El Niño: Rain, Drought and Even Famine
You might be thinking that El Niño is something that's potentially just affects us in Southern California. It's not. From rain, to drought and even to famine El Niño can be at the root of it all... all over the world.
Mickey Glantz is an El Niño researcher in Boulder, Colorado. He says the warm-water El Niño system can have ripple effects all over the work. He says, They call it teleconnections." He has studied El Niños going back to 1951, calls the current one extraordinary and says, "the bigger they are the bigger the ripple or the ripples.
For instance, if we get wet systems in the Pacific "You've got drought in Zimbabwe." He puts it this way. "It's like squeezing a balloon. You squeeze a balloon in one place it increases pressure in lots of other places."
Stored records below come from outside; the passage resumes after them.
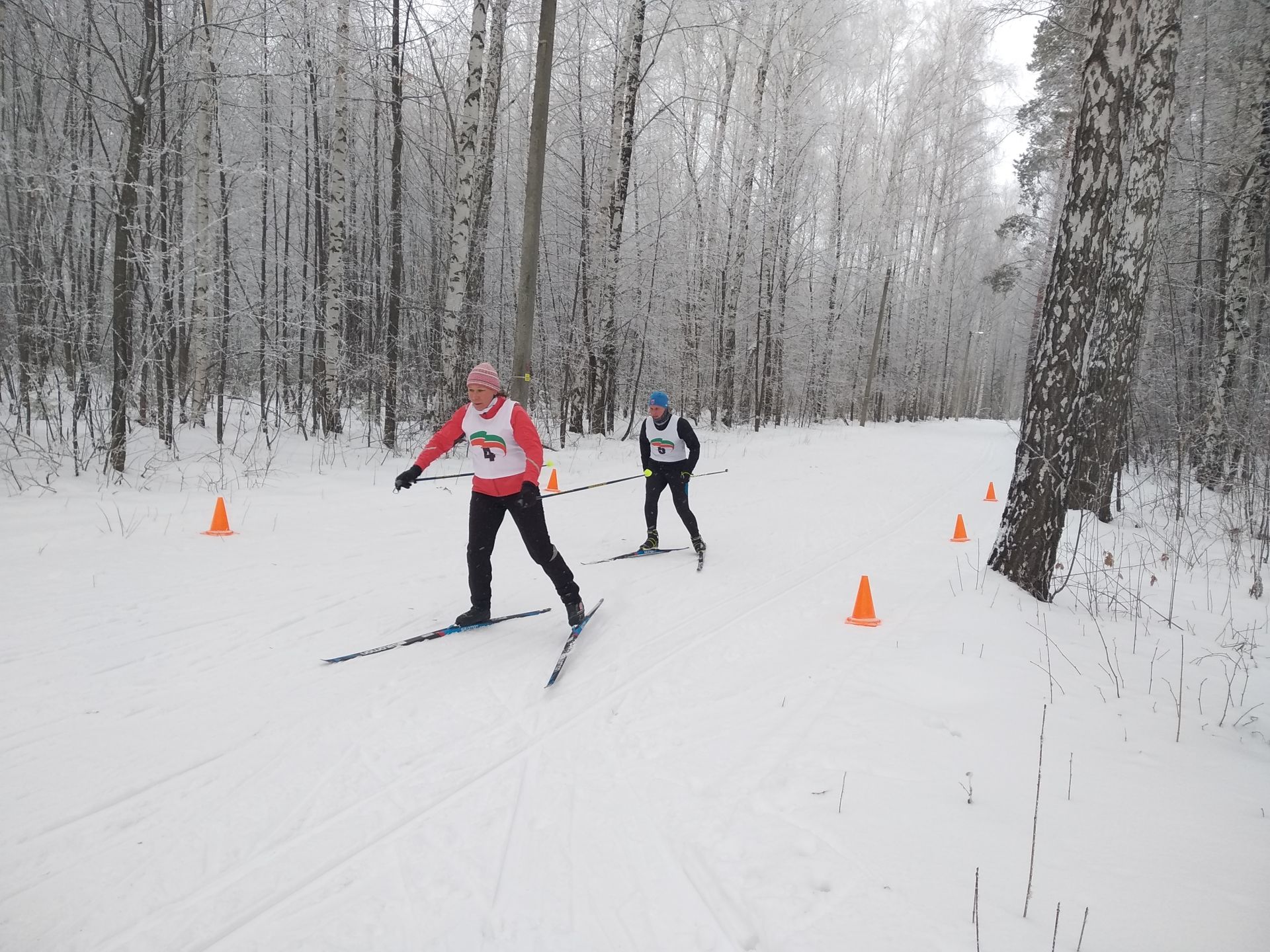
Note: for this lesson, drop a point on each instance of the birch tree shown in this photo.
(456, 337)
(1032, 526)
(205, 239)
(1114, 349)
(333, 307)
(1248, 223)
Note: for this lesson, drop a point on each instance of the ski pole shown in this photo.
(624, 479)
(595, 485)
(429, 479)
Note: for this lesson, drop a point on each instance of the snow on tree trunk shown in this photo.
(456, 344)
(613, 207)
(397, 258)
(205, 241)
(484, 175)
(125, 222)
(726, 371)
(337, 188)
(1114, 349)
(1032, 526)
(708, 238)
(1214, 467)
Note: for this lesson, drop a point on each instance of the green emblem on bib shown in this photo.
(488, 444)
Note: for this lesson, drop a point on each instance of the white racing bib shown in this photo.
(665, 446)
(491, 444)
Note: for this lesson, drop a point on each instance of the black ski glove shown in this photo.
(407, 479)
(529, 495)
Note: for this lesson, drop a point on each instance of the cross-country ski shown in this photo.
(437, 634)
(570, 643)
(638, 554)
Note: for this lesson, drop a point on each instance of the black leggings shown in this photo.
(484, 517)
(662, 477)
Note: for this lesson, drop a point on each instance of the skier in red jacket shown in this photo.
(507, 455)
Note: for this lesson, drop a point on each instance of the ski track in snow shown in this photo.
(564, 834)
(777, 588)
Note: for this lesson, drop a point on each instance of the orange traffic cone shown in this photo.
(220, 520)
(863, 612)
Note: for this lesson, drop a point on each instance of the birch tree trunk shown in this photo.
(726, 370)
(205, 240)
(337, 190)
(1035, 512)
(125, 221)
(527, 285)
(614, 207)
(456, 338)
(708, 239)
(1114, 349)
(397, 258)
(1214, 467)
(486, 149)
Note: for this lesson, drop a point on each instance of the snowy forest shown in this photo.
(312, 218)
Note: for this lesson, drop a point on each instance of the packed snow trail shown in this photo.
(183, 775)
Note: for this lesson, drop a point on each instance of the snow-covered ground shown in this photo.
(724, 763)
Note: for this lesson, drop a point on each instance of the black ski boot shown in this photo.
(473, 616)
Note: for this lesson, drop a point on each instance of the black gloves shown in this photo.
(529, 495)
(407, 479)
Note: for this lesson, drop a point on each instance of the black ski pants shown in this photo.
(668, 475)
(484, 517)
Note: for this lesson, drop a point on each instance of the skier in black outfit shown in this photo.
(669, 451)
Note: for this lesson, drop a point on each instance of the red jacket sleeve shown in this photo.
(527, 436)
(444, 440)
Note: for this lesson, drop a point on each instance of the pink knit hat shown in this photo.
(484, 375)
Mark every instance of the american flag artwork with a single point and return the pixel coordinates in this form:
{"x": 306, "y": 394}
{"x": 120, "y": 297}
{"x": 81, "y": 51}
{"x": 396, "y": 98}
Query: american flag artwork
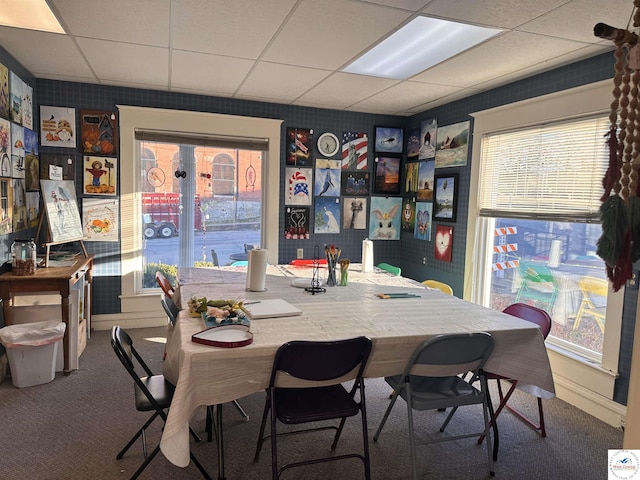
{"x": 354, "y": 150}
{"x": 299, "y": 186}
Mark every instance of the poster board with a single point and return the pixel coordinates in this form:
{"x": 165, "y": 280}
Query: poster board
{"x": 62, "y": 211}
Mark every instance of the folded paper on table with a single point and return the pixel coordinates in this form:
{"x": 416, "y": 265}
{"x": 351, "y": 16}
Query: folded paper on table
{"x": 271, "y": 308}
{"x": 257, "y": 270}
{"x": 396, "y": 295}
{"x": 305, "y": 282}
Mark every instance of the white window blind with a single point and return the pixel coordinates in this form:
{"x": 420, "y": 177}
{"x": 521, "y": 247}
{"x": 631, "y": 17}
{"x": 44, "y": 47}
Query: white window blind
{"x": 548, "y": 172}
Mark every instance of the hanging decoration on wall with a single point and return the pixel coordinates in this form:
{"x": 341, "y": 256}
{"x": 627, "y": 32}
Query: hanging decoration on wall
{"x": 250, "y": 177}
{"x": 619, "y": 245}
{"x": 99, "y": 132}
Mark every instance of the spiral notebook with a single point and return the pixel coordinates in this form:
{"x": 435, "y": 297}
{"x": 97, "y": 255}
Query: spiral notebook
{"x": 271, "y": 308}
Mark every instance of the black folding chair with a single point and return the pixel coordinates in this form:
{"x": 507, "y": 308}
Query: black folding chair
{"x": 327, "y": 362}
{"x": 152, "y": 394}
{"x": 431, "y": 381}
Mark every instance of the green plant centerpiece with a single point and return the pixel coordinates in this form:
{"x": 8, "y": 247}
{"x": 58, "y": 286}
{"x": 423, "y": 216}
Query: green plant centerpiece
{"x": 221, "y": 309}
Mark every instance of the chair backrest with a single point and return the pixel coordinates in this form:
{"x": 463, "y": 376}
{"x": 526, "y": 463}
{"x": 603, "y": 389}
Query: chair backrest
{"x": 390, "y": 268}
{"x": 536, "y": 273}
{"x": 451, "y": 354}
{"x": 595, "y": 286}
{"x": 126, "y": 353}
{"x": 443, "y": 287}
{"x": 531, "y": 314}
{"x": 164, "y": 284}
{"x": 170, "y": 308}
{"x": 322, "y": 361}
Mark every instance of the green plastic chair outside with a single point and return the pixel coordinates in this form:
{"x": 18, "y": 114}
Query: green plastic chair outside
{"x": 539, "y": 286}
{"x": 390, "y": 268}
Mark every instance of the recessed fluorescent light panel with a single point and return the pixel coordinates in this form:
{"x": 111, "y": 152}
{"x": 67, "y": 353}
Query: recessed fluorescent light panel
{"x": 29, "y": 14}
{"x": 420, "y": 44}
Closer to home, oceanographer Dr. Jerry Schubel says "it's a global phenomenon" and effects different parts of the world in different ways. Schubel, whose President of the Aquarium of the Pacific says in these situations, "Eastern Austrailia typically has severe drought. If you look at Ethiopia they often get heavy rains that can cause flooding and affect their cereal crops and cause starvation."
He adds, "It also has implications for marine life which can only adjust to certain temperature ranges. It has implications for coral reefs."
Meanwhile, Mickey Glantz says, with some level of confidence that in Southern California, "you guys are going to get wet. I don't know how wet."